October 16, 2002
UNNECESSARY WARS AND THE NECESSARY NATIONS:
Unnecessary Wars (Midge Decter, June 8, 2002, Hillsdale College)We are at war. Faced with those terrible Churchillian alternatives, shame or war, the President chose national honor. And those who said you cannot go to war in Afghanistan - it is too hard; the terrain there is impossible; the winter there is impossible; look what happened to the Russians - like those who made equivalently specious arguments about the Nazis, argued in vain. To be sure, we had the advantage--strange word--that Churchill and his circle did not have in the mid-30s: that of tasting the enemy's fire and brimstone on our own soil, in one of our own great cities. And at least one result is that ordinary Afghanis, the centuries-long victims of what the imperial European powers used to refer to as "The Great Game," and latterly victims at the hands of their own terror-driven government, are beginning to smile. They are beginning to smile, to listen to music, to rebuild their houses and to dream of governing themselves. Perhaps they will even accomplish this last. And who but the American Army could have--and even more important, who but the American army would have--made this possible?
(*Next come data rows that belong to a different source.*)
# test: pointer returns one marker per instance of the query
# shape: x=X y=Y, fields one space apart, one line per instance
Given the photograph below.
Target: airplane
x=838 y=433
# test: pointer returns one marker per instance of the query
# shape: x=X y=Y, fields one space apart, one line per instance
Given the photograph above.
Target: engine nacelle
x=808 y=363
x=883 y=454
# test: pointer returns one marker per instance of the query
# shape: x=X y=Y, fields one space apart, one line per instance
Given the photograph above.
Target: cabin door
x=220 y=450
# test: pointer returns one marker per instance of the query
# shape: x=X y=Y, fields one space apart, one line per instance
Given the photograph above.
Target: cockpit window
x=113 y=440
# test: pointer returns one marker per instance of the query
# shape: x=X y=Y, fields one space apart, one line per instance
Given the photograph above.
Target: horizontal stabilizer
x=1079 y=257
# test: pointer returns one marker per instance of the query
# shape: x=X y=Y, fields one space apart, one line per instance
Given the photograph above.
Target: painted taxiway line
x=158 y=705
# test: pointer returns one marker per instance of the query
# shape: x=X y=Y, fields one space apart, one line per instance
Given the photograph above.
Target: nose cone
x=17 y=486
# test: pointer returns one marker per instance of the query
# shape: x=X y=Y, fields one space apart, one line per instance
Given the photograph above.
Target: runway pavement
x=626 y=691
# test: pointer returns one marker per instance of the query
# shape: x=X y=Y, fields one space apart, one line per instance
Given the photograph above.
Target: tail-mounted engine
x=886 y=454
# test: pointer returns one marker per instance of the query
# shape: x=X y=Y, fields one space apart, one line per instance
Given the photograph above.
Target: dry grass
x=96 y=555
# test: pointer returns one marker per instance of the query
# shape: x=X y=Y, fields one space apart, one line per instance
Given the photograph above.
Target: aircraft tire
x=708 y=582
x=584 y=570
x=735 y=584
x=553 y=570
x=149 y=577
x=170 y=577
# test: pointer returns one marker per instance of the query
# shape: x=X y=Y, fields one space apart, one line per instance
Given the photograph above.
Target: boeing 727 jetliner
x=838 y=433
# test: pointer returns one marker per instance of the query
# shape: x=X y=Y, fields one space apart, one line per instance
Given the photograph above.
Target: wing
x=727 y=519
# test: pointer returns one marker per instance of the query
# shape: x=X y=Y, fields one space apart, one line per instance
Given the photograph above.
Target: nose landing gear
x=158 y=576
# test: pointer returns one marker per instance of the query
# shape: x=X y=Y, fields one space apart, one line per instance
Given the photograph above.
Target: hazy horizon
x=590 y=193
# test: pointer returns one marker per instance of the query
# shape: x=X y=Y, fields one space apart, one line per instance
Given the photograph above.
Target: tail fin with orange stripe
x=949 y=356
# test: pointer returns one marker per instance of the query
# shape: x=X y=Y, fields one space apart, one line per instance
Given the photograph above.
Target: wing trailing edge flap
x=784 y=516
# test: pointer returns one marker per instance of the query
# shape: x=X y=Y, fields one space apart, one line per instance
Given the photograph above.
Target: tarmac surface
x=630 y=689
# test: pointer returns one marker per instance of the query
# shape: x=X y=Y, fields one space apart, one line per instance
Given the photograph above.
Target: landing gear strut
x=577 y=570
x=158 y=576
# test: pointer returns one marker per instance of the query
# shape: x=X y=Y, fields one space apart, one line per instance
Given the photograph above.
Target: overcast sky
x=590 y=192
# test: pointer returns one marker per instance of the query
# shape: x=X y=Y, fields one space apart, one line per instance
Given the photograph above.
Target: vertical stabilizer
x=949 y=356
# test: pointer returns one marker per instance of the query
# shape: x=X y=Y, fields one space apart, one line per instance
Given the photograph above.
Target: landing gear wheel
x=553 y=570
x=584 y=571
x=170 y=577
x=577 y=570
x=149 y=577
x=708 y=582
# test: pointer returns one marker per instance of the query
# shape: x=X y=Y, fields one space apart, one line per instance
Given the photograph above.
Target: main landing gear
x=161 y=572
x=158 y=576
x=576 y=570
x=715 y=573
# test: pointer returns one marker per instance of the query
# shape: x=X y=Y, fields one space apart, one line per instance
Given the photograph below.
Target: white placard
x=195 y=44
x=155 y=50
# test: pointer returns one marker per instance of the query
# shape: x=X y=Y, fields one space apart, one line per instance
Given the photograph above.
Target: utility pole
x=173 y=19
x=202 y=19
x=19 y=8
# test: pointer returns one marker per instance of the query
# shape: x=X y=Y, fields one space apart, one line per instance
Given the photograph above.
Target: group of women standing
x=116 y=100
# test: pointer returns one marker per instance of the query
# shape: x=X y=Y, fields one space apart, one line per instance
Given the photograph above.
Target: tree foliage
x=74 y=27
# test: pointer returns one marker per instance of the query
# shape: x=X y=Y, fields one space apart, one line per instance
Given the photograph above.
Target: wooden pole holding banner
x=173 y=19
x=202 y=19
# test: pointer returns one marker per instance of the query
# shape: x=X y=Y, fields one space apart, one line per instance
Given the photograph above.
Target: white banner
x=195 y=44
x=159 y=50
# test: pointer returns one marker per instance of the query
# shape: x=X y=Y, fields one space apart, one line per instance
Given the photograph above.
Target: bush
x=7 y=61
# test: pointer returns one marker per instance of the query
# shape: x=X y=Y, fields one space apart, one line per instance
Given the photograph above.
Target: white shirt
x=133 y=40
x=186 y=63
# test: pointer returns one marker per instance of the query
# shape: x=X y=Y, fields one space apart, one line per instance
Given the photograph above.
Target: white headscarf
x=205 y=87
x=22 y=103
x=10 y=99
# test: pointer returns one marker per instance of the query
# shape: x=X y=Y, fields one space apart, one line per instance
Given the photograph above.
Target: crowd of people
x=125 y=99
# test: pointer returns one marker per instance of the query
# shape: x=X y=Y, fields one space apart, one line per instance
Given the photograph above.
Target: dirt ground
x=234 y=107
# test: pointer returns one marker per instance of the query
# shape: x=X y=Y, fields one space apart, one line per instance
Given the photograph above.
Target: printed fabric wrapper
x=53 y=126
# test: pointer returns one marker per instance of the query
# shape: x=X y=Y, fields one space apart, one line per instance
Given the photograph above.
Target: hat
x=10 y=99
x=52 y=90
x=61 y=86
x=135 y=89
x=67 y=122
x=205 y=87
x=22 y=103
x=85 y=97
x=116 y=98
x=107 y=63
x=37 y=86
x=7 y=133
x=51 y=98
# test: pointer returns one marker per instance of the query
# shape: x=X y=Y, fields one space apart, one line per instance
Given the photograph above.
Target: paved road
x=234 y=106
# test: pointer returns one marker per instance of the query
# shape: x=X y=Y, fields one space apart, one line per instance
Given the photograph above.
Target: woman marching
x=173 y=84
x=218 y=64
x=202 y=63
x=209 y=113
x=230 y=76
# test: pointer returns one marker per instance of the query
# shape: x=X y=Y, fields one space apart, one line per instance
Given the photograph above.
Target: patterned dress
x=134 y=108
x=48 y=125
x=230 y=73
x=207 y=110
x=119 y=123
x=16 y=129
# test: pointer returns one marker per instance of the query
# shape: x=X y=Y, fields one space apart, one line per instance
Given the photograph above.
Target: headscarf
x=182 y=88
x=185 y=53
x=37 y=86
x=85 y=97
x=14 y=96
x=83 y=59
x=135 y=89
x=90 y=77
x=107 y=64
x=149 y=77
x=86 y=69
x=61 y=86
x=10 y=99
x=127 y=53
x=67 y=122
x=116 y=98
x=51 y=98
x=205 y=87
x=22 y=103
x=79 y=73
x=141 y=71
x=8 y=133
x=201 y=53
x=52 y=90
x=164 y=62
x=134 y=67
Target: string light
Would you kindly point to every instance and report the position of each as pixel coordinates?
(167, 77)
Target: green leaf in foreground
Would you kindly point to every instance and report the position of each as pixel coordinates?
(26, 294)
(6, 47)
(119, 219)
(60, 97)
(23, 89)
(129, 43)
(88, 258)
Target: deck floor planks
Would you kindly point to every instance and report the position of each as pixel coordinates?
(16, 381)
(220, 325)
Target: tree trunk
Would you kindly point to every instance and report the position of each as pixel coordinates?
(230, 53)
This seems a pertinent question. We may decide not to help the countries of the Middle East free themselves and they may prove unableto maintain freedom even should we win them an opportunity at it, but if we don't help (and by "we", I mean Britain, Australia, America, etc.), who will? It's all well and good to say the people have to do it themselves, but we know from the Cold War--when more democratically "advanced" peoples proved unable to win their freedom, in Czechoslovakia and Hungary and elsewhere--that this is no easy task.